Sto lavorando. Sono concentrata, sto cercando di spiegare un concetto importante. Sento il suono delle ambulanze, ma non ci faccio caso. Continuo. L’ambulanza continua a farsi sentire, ma non ci faccio caso. Continuo. Vedi… la supernova… Butto uno sguardo fuori dalla finestra cercando di trovare le parole giuste per spiegarmi: traffico fermo. Sento l’ambulanza. Penso per un attimo a mia madre che sta sentendo lo stesso suono a qualche metro di distanza e allo sforzo che sta facendo su se stessa e sulla propria indole per non chiamarmi.

Irrompe nella stanza. Sorride. Sorrido di riflesso. Mi piacciono le persone che sorridono, me lo impongono.

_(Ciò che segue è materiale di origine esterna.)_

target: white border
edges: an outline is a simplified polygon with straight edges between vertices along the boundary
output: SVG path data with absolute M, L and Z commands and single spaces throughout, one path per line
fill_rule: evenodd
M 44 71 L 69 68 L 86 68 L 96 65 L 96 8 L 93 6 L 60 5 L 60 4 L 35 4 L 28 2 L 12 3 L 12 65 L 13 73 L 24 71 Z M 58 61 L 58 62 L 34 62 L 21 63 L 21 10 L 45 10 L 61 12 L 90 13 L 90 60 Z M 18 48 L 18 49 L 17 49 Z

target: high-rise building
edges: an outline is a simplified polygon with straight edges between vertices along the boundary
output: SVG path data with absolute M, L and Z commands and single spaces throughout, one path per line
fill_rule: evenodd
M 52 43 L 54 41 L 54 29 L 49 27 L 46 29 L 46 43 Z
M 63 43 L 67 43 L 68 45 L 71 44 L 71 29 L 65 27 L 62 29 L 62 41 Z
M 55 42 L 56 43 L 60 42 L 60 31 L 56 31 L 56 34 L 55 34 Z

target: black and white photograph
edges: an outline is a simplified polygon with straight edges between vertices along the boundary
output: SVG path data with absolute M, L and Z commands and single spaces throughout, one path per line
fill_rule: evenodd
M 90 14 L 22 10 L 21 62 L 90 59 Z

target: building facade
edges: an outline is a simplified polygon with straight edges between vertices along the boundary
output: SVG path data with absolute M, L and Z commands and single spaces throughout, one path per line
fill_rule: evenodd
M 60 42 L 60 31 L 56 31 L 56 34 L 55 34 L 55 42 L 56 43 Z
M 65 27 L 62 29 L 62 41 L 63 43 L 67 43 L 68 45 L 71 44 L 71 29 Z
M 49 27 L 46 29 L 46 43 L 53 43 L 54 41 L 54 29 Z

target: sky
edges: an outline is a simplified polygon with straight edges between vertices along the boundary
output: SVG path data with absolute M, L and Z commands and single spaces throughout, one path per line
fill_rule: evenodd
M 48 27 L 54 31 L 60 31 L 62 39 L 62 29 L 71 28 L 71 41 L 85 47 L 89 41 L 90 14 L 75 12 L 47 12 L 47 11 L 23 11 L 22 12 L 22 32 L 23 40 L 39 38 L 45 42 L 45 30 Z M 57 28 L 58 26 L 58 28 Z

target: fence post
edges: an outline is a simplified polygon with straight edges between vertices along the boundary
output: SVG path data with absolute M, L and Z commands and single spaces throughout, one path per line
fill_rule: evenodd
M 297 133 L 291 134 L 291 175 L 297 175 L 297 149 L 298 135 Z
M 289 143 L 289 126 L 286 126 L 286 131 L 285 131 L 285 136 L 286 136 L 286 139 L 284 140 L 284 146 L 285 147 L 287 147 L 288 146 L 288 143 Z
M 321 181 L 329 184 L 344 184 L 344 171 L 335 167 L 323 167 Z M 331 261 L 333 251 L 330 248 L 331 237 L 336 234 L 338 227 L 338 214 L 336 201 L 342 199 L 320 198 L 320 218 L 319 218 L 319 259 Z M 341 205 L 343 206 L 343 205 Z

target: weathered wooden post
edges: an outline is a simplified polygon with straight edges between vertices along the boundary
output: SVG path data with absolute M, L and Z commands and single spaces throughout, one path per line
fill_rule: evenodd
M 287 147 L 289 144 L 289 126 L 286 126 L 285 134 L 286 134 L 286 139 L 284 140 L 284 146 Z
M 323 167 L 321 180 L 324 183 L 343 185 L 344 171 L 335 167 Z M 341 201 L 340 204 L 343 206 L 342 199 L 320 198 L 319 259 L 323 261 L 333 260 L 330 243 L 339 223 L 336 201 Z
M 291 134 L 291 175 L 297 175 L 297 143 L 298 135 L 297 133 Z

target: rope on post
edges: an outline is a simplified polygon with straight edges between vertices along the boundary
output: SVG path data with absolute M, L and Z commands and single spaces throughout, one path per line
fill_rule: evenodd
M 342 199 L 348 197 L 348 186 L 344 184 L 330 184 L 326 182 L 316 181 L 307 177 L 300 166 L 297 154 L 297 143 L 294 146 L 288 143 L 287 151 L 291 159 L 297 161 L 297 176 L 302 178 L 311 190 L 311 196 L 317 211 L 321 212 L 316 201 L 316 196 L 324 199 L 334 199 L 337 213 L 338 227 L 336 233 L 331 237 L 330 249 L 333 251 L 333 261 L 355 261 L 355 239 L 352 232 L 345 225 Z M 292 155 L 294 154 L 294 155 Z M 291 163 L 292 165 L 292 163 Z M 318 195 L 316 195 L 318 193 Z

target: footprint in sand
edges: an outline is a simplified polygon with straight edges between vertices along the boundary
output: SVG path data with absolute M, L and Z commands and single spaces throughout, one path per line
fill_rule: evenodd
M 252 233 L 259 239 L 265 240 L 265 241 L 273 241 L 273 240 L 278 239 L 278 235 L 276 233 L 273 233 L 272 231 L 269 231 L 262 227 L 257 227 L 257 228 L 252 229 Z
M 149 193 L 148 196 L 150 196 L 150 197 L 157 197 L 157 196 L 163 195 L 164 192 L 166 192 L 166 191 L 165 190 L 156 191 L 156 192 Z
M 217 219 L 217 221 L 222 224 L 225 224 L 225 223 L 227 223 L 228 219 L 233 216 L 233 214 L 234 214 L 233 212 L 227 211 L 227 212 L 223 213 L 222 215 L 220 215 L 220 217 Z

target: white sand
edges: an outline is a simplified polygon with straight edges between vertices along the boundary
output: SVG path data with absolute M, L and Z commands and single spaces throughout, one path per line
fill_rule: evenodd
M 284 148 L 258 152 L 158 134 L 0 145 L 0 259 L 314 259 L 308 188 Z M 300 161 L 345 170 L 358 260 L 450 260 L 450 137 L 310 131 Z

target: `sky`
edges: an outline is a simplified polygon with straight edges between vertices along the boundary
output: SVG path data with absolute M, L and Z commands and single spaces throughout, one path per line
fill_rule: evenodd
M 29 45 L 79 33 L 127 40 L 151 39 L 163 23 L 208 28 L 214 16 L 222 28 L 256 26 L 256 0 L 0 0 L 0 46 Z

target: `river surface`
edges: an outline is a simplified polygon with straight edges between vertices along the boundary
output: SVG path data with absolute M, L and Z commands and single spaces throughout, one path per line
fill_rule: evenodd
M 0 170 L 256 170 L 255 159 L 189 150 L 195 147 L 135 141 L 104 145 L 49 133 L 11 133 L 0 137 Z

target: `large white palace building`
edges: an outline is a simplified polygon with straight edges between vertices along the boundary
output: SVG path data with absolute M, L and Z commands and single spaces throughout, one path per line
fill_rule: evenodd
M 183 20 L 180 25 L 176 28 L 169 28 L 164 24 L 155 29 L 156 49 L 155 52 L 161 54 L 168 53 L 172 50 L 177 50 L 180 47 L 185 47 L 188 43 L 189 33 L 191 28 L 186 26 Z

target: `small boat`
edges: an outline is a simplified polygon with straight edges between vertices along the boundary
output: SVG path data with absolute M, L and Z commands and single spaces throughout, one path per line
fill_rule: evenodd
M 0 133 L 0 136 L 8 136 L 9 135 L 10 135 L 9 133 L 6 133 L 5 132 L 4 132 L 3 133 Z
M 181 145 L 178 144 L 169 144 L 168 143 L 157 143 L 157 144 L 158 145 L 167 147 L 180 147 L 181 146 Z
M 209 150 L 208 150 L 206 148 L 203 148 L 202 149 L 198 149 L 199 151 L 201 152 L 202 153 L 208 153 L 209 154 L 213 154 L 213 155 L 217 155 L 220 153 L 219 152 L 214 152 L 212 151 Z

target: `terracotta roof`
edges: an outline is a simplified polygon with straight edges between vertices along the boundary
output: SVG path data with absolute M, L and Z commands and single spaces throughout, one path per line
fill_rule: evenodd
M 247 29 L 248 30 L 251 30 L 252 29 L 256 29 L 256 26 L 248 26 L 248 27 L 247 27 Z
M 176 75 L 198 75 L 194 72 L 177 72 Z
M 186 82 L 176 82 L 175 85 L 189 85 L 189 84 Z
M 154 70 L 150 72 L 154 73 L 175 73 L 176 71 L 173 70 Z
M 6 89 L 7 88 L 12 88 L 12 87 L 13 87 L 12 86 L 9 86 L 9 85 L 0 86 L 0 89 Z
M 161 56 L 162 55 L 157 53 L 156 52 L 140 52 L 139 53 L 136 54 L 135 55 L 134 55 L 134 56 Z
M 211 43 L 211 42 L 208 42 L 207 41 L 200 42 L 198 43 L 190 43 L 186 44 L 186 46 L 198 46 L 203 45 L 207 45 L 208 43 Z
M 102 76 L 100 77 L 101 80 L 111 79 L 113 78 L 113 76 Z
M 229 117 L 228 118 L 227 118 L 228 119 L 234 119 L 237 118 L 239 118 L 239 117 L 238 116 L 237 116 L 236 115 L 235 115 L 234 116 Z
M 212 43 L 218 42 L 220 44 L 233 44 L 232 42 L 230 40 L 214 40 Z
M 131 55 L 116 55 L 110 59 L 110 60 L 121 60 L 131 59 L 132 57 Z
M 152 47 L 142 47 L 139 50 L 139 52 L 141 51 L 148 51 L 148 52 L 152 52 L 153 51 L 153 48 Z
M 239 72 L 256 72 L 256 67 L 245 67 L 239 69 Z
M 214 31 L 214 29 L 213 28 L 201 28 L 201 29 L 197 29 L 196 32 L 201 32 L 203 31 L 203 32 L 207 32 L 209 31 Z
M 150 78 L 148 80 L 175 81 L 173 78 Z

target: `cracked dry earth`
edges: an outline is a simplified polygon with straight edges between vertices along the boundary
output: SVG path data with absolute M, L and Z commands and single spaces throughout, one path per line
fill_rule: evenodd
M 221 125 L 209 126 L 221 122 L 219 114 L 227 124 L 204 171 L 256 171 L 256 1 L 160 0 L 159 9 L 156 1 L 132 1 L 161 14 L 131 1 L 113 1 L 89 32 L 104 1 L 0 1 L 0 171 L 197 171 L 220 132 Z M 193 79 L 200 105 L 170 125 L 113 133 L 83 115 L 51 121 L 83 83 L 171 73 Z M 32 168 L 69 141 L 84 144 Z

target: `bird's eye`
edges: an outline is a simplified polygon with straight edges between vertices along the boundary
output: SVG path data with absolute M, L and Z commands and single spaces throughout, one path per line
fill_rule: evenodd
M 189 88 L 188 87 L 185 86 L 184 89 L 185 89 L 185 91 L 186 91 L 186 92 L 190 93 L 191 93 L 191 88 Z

“C’è tutta la strada bloccata.”

Sorride.

Sorrido di riflesso.

“Ah, ho visto sì. Come mai?”
“C’è stato un incidente.”

Sorride.

Sorrido anch’io di riflesso.
Incidente … Incidente.  Non è una bella parola incidente.
Penso.

“ Oh! Incidente? Grave? Si è fatto male qualcuno?”

Continua a sorridere.

Sorrido anch’io di riflesso.

“ Sì. Un ragazzo in motorino. Un ragazzo giovane.”
“Di che colore è il motorino nonno?”- dice.

Sorride.
Sorrido anch’io di riflesso.

“Ma che ne so amore, è quel ragazzo giovane, quello a cui è morto il babbo da poco. Avrà vent’anni… Che ne so?”

Sorride.

Sorrido anch’io.

“Ma chi? Quello biondo?”
“Sì, dai. C’è l’ambulanza, la Misericordia, la Croce Azzurra. Un macello. C’è una coda.”

Sorride.

Perché sorride? E perché sorrido anch’io di riflesso?
Penso.

“Ah Fabio?”- dico.
“Sì, mi sembra che si chiami così.”

Sorride, sorride ancora.

“Cavolo, Fabio lo conosco,  ha la mia età. Eravamo in classe insieme.”
“Va beh, io vado a sentire cosa dicono.”

Sorride.

Sorrido anch’io.

Complice.
Colpevole.

Esce.

Taccio.

“Okay, allora dicevamo … le supernove …”

L’ambulanza continua ad emettere luce blu e tristi suoni, ma non ci faccio caso.

“Le supernove …”

3 risposte a “Sorrisi di eccitazione. Qualcosa da raccontare. Indifferenza. E poca Pietas.

  1. Non vorrei essere accusato di pateticità o simili… Ma mi si strazia il cuore, riconoscendomi anch’io. Complice. Colpevole.

  2. Trovo molto efficace il discorso sull’ambulanza che ti fa pensare a tua madre. Rende molto, molto bene l’idea del nostro guardare al nostro orrido orticello.

    Ha ragione Gianluca, anch’io sono complice. colpevole.